Quant aux plus petits, les plus vaillants aussi, que l'infinie menace menace, aux bourses rondes, comme un portefeuille bien dodu, agités d'un mouvement brownien qui empire avec l'âge, où se reflète la face sombre des médias, leurs murs heureusement en contrepartie se couvrent de splendides et nouveaux emprunts russes, ils prient de n'être pas soustraits au nombre des vivants qui vieillissent plus longtemps. À Courtepaille, le soleil, en effet, sourit tous les 62 ans. Manque de bol! Comme ils n'ont plus de dents, ni de juifs à s'y mettre sous, quand ils rigolent, ils ont l'air de caniveaux. Du coup, leurs orbites s'agrandissent furieusement, minuit approche! Leurs voix bardées d'une gravité démentielle s'aiguisent. Nous voilà prévenus, il en a dans la culotte, mais pas là où longtemps l'on a cru. L'éternel retour à l'Ennui. La douleur anesthésiée des peuples encombrés d'écritures.

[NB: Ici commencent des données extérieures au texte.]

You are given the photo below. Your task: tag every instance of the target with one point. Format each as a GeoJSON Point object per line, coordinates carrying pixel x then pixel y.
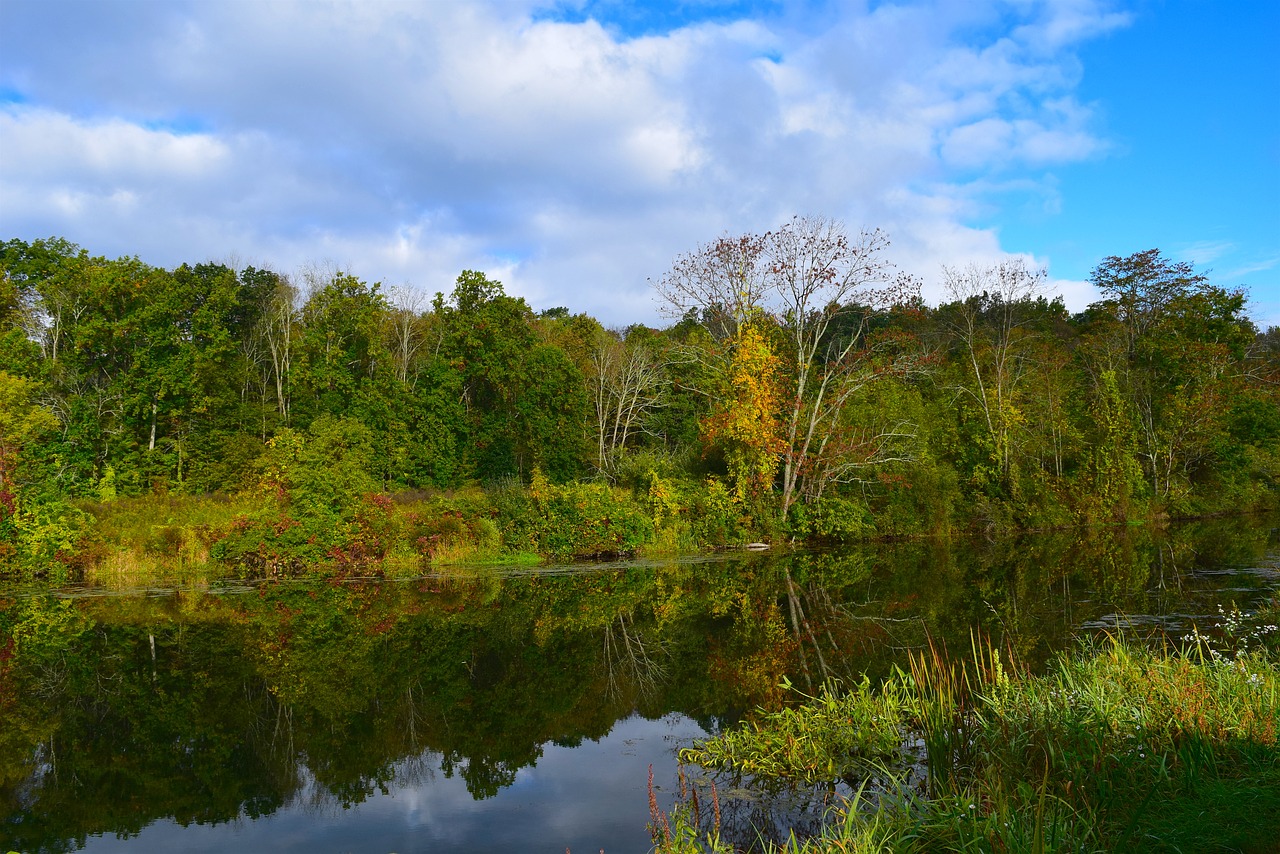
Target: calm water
{"type": "Point", "coordinates": [490, 712]}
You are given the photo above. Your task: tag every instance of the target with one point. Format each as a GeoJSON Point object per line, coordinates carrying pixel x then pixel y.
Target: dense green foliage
{"type": "Point", "coordinates": [798, 397]}
{"type": "Point", "coordinates": [205, 706]}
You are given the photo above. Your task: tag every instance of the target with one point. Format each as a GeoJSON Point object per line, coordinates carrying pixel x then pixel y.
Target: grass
{"type": "Point", "coordinates": [1118, 747]}
{"type": "Point", "coordinates": [138, 540]}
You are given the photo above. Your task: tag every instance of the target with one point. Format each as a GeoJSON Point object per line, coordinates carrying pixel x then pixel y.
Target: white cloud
{"type": "Point", "coordinates": [408, 141]}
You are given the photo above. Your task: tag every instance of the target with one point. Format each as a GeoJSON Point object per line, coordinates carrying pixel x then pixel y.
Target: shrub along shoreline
{"type": "Point", "coordinates": [1118, 747]}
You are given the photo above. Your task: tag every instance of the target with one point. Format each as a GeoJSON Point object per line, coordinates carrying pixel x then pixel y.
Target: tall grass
{"type": "Point", "coordinates": [1118, 747]}
{"type": "Point", "coordinates": [137, 540]}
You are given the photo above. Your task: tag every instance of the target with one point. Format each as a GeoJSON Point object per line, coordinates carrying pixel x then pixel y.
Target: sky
{"type": "Point", "coordinates": [574, 149]}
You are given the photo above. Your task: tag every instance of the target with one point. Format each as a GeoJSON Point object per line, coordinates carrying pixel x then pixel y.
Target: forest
{"type": "Point", "coordinates": [803, 392]}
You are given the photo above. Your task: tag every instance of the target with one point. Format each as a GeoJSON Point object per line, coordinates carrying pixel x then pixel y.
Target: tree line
{"type": "Point", "coordinates": [803, 384]}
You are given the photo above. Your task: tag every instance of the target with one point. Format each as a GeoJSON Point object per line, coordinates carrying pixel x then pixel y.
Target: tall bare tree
{"type": "Point", "coordinates": [822, 288]}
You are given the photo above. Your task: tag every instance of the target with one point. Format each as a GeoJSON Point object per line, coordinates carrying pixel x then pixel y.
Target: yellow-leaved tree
{"type": "Point", "coordinates": [744, 420]}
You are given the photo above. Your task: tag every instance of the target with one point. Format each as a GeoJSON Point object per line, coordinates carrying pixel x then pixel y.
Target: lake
{"type": "Point", "coordinates": [481, 709]}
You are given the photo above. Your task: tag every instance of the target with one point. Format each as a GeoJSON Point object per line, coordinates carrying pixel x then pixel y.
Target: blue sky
{"type": "Point", "coordinates": [574, 149]}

Et puis, il y a le reste qui compte pas. Même s'il marque d'un trait de craie blanche, chaque heure qui le sépare de la liberté promise. Il y a tellement de traits à présent qu'on dirait Verdun après la pluie où toi et moi! Avons bien failli échapper à l'abstraction des comptes ronds stop Revenons malgré nous sous peu stop Les policiers de France et d'Allemagne sont-ils toujours aussi radicaux stop. Stop! Car tout cela s'efface, pour l'instant, devant ce qui suit qu'est grand comme un dirigeable nommé zeppelin: l'histoire de l'homme qui se fiche de tout, sauf des fichiers. Qui n'est au fait, en effet, de la promptitude de l'actuel chef d'état à se saisir des dossiers brûlants, même s'il a décidé, depuis peu, de prendre du recul? Trop de résolution nuit. La réforme n'était au fond que le prélude à une révolution nationale à venir. Si on ne fait rien, ça sera pire! Mais que faire? demande la cuisinière, imperméable aux histoires de Toto. Voyez, monsieur, là-bas, comme ça brûle! Alors qu'ici la gouvernance nous la sert froide. Bougez! Bougez! Prenez la vie par tous les bouts à la fois! C'est, en résumé, le conseil avisé de l'éminence politique qui en a à revendre, de la jugeote. La bonne raison le pousse à agir, comme le numérique, le tétraplégique. Et de faire, comme il dit, bouger les lignes de la cage, attention! Je vais sortir. Dans la famille tuyau-de-poêle, donnez-moi le père! Pas de Noël, cette fois! Ou alors d'Indes qu'est le nirvana. Il écope d'un valet de substitution, trouvé sur la chaussée, le chef! Qui aussitôt pète, foutre! L'éclabousse, explose. Mais pas de joie, comme New-York, après Hiroshima. Au moins une fois, aura-t-il été, comme il dit, la victime d'un attentat à la pudeur républicaine. Comme on voit, politique commune n'est pas coutume.